The reason will be displayed to describe this comment to others. Learn more.

I would find a way to remove these files from this PR:
cld_frac_net.cpp
cld_frac_net.hpp
cld_frac_net_weights.pth

Additionally, since this is a demo, it would be nice to add some docs, and to give users here some details about what the two laps cmd calls are doing (e.g., would one need different calls for each arch? would one need some sort of clang/llvm installation to deal with the mlir stuff?)

The rest is fine

@bartgol
Copy link
Contributor Author

bartgol commented Dec 3, 2025

I would find a way to remove these files from this PR: cld_frac_net.cpp cld_frac_net.hpp cld_frac_net_weights.pth

Additionally, since this is a demo, it would be nice to add some docs, and to give users here some details about what the two laps cmd calls are doing (e.g., would one need different calls for each arch? would one need some sort of clang/llvm installation to deal with the mlir stuff?)

The rest is fine

Agreed regarding the docs, I need to add an md section in the dev docs folder. Regarding the files to remove, I am not entirely sure how to proceed. The hpp/cpp files could in principle be regenerated during the config phase, provided that LAPIS is already installed and available (not that heavy to install, unless LLVM/MLIR also need to be installed). The weights file cannot be generated, and would have to be saved in some input data location. I am not sure if that's the optimal solution though. I have to think about this. What were you envisioning?

@mahf708
Copy link
Contributor

mahf708 commented Dec 3, 2025

I would find a way to remove these files from this PR: cld_frac_net.cpp cld_frac_net.hpp cld_frac_net_weights.pth
Additionally, since this is a demo, it would be nice to add some docs, and to give users here some details about what the two laps cmd calls are doing (e.g., would one need different calls for each arch? would one need some sort of clang/llvm installation to deal with the mlir stuff?)
The rest is fine

Agreed regarding the docs, I need to add an md section in the dev docs folder. Regarding the files to remove, I am not entirely sure how to proceed. The hpp/cpp files could in principle be regenerated during the config phase, provided that LAPIS is already installed and available (not that heavy to install, unless LLVM/MLIR also need to be installed). The weights file cannot be generated, and would have to be saved in some input data location. I am not sure if that's the optimal solution though. I have to think about this. What were you envisioning?

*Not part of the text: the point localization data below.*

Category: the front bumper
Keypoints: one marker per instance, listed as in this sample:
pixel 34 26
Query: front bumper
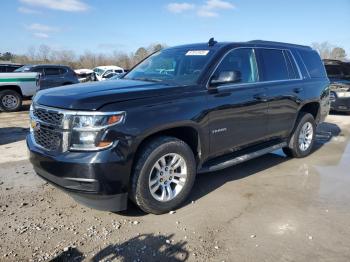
pixel 96 179
pixel 341 104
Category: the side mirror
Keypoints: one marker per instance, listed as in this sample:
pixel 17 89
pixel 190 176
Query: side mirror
pixel 226 77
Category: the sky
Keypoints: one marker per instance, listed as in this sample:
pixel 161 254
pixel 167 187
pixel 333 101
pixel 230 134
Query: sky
pixel 124 25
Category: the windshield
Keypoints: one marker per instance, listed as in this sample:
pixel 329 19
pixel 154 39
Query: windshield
pixel 179 65
pixel 99 71
pixel 23 69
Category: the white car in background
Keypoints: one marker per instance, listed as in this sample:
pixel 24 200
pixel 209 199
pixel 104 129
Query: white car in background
pixel 85 75
pixel 106 72
pixel 14 87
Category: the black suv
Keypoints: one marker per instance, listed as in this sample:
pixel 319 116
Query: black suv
pixel 339 74
pixel 182 111
pixel 8 68
pixel 52 75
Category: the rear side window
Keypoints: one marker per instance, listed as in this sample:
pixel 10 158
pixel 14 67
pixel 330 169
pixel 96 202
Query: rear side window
pixel 52 71
pixel 292 67
pixel 333 70
pixel 274 65
pixel 38 70
pixel 313 63
pixel 63 71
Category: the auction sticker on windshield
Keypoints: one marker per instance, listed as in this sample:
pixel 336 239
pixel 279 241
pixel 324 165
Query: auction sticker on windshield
pixel 197 52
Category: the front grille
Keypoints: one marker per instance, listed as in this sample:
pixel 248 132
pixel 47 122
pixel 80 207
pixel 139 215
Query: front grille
pixel 48 139
pixel 48 132
pixel 47 116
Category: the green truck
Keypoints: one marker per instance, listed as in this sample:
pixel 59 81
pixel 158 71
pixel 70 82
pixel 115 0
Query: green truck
pixel 16 87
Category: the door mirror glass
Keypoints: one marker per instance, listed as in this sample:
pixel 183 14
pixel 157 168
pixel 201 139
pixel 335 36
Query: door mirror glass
pixel 226 77
pixel 237 67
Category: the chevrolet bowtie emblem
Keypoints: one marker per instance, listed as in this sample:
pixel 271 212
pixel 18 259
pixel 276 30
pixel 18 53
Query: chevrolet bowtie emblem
pixel 35 125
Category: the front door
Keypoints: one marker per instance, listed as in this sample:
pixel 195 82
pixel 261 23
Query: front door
pixel 238 111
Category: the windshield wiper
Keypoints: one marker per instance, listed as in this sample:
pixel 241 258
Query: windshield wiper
pixel 147 79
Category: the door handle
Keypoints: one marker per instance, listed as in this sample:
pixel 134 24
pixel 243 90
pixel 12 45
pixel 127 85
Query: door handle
pixel 297 90
pixel 261 97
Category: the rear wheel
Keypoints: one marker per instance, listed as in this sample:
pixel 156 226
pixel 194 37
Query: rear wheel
pixel 163 175
pixel 10 101
pixel 303 137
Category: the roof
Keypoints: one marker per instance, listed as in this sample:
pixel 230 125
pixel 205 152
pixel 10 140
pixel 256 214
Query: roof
pixel 255 43
pixel 332 62
pixel 108 67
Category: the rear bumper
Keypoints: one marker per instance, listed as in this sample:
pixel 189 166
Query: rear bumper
pixel 96 179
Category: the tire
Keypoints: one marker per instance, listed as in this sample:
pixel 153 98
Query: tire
pixel 297 146
pixel 10 101
pixel 145 171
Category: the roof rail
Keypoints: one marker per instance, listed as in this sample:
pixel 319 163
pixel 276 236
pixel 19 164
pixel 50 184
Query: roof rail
pixel 276 43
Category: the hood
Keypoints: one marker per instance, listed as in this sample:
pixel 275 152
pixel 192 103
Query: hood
pixel 93 95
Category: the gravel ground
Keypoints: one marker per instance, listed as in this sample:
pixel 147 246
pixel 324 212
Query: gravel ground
pixel 268 209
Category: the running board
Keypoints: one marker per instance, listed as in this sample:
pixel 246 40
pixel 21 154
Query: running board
pixel 242 158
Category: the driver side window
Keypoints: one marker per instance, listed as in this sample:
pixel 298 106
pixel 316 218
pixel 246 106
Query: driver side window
pixel 242 63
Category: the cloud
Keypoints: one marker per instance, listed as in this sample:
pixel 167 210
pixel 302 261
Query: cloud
pixel 218 4
pixel 206 13
pixel 40 35
pixel 180 7
pixel 209 8
pixel 42 28
pixel 25 10
pixel 61 5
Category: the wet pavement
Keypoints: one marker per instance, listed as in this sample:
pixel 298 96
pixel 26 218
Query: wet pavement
pixel 268 209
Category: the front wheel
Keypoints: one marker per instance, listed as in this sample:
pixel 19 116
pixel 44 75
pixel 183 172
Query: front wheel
pixel 303 137
pixel 10 101
pixel 163 175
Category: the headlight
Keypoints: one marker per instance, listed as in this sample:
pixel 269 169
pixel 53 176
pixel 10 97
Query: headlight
pixel 343 94
pixel 88 130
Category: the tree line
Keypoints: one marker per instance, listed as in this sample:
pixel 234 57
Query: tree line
pixel 46 55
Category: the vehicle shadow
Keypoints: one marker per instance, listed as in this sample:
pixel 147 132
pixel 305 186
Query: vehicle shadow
pixel 208 182
pixel 12 134
pixel 146 247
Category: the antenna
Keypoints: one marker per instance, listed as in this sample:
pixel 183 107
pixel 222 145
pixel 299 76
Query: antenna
pixel 212 42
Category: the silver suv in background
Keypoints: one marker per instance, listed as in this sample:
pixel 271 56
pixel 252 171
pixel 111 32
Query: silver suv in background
pixel 52 75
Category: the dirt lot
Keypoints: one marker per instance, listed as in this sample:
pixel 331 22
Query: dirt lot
pixel 268 209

Weights (and/or model architectures) should be saved externally. The inputdata server is an option. We can also think about saving them to hugginface or some special repo with git-lfs. For now, I think the easiest thing is the inputdata server.

For the hpp/cpp files, I think generating them on-the-fly is likely the only option. I would be against integrating low-level stuff into the repo (but I am only one person, so happy to be overriden). You can imagine how much of this stuff would end up in the repo... If someone wants to run this test/demo, I would force the logic in cmake to trigger complaints of LAPIS isn't available and abort. Another potential option is making a submod for this low-level stuff? Idk, but this is a pretty serious downside of LAPIS as a framework stitching stuff (it should be packaged and vendored into a small binary or python package maybe)

@mahf708
Copy link
Contributor

mahf708 commented Dec 3, 2025

one other (less ideal) option: just write docs for how to generate these files and thus run test/demo

@bartgol
Copy link
Contributor Author

bartgol commented Dec 3, 2025

LAPIS per se is a relatively small package to build/install (about 30 object files), but it does seem to require some peculiar versions of LLVM and torch_mlir, which forces one to manually build those (which add up to about 5k files to build, or about 20min). I tried to use llvm modules already installed on our systems, including some pip installed torch_mlir, but they seem to not work. I have to ping the LAPIS devs to see if they are working to fix this, or if we are creating a dependency on a very specific version of these (large) libs.

Meanwhile, we could install the desired LLVM version in our CI container, along with LAPIS, and generate the hpp/cpp on the fly (using the py script shipped in this PR). Looking at the full lapis installation on my workstation, the folder is ~3.5G (most of which is LLVM), so not a huge increas in the CPU container size. As for the weights file, I suppose the input data server is prob the most reasonable location.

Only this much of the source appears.